Zeitgenössischer Zirkus

Die beginnt mit einer vielversprechenden zweiten Ausgabe der Gastspielreihe „Play“, die acht kleinere Formate aus dem internationalen Feld des Zeitgenössischer Zirkus‘ zumeist an drei Abenden zeigt – die großen Chamäleon-Koproduktionen sind im Gegensatz dazu ja auf En-suite-Serien von mehreren Monaten ausgelegt. Das Stück „Pss Pss“ der Compagnia Baccalà beispielsweise ist eine Clownerie als Hommage an die Stummfilmära eines Charlie Chaplin oder Buster Keaton, die schon in mehr als 50 Ländern zu sehen war. Das finnische Kallo Collective zeigt mit „The Receptionists“ eine akrobatische Slapstick-Extravaganza über all die Abläufe, die in einem Luxushotel schiefgehen können.

Showdown und Wolf

Die Gruppe still hungry wiederum – deren Mitglieder Anke van Engelshoven und Romy Seibt bei der Spielzeitpräsentation im Chamäleon auch auf der Bühne waren – hinterfragt in „Show Pony“ mit Mitteln, weshalb die Zirkusjobs für Akrobat*innen ab einem gewissen Alter einfach verschwinden?

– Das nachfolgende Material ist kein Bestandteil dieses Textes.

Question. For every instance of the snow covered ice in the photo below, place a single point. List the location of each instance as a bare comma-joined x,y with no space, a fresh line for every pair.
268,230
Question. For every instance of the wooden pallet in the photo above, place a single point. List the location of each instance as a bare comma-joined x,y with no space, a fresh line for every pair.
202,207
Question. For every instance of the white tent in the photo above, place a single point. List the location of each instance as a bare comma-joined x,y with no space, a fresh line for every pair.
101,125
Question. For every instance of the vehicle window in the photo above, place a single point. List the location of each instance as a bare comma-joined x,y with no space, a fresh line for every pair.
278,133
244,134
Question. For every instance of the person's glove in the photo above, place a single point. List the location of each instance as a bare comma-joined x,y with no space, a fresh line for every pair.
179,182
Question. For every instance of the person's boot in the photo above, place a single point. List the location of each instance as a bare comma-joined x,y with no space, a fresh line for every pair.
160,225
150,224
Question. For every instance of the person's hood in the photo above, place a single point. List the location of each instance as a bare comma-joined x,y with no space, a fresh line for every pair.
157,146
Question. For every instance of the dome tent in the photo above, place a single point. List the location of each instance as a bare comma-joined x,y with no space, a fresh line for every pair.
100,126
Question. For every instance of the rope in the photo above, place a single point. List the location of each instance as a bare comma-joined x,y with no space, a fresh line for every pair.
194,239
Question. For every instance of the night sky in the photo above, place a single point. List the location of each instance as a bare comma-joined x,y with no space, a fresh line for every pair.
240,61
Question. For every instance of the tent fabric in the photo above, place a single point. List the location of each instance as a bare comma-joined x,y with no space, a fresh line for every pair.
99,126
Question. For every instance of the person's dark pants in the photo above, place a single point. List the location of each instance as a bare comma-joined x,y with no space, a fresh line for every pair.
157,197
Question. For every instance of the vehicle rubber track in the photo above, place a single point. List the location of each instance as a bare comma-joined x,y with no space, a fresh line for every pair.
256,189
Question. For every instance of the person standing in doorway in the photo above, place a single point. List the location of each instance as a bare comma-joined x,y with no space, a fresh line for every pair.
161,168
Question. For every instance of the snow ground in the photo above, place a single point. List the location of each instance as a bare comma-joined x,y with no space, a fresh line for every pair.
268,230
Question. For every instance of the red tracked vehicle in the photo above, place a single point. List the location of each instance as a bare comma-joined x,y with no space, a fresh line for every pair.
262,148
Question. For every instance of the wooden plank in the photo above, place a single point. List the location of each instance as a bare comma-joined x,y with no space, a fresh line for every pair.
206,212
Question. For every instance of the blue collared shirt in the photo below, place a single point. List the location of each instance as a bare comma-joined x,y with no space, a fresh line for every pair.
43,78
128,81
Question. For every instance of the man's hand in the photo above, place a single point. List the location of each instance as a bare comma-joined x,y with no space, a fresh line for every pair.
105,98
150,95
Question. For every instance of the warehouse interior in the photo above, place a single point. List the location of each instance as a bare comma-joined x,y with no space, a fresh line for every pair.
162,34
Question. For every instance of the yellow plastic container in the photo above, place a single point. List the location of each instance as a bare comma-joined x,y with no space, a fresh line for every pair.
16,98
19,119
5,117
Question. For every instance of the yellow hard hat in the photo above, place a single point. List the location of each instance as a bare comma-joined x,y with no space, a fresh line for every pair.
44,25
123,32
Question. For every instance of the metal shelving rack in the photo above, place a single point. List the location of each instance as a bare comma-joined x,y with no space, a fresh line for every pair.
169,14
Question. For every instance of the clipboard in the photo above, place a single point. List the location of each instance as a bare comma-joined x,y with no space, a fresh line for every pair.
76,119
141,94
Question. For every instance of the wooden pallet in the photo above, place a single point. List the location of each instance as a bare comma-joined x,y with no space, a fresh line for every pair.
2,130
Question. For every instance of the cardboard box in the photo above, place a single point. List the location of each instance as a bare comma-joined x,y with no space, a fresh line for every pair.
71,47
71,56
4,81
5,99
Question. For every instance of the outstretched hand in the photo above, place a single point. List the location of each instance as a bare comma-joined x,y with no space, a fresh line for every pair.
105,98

Als Großproduktionen kommen in 2024 die Castingshow-Satire „Showdown“ der britischen Company Upswing mit ihrer ebenfalls zur Präsentation angereisten Leiterin Vicki Dela Amedume. Sowie die animalische Inszenierung „Wolf“ der australischen Company Circa, die bereits zum siebten Mal mit dem Chamäleon zusammenarbeitet.

Was nicht zuletzt daran liegen dürfte, dass das Haus sich eine besonders soziale Künstler:innen-Betreuung auf die Fahne geschrieben hat, die von der Wohnungsbeschaffung bis zum medizinischen Versorgungsnetzwerk reicht. Übrigens auch ein Umstand, den die Jury des Theaterpreises des Bundes gewürdigt hat.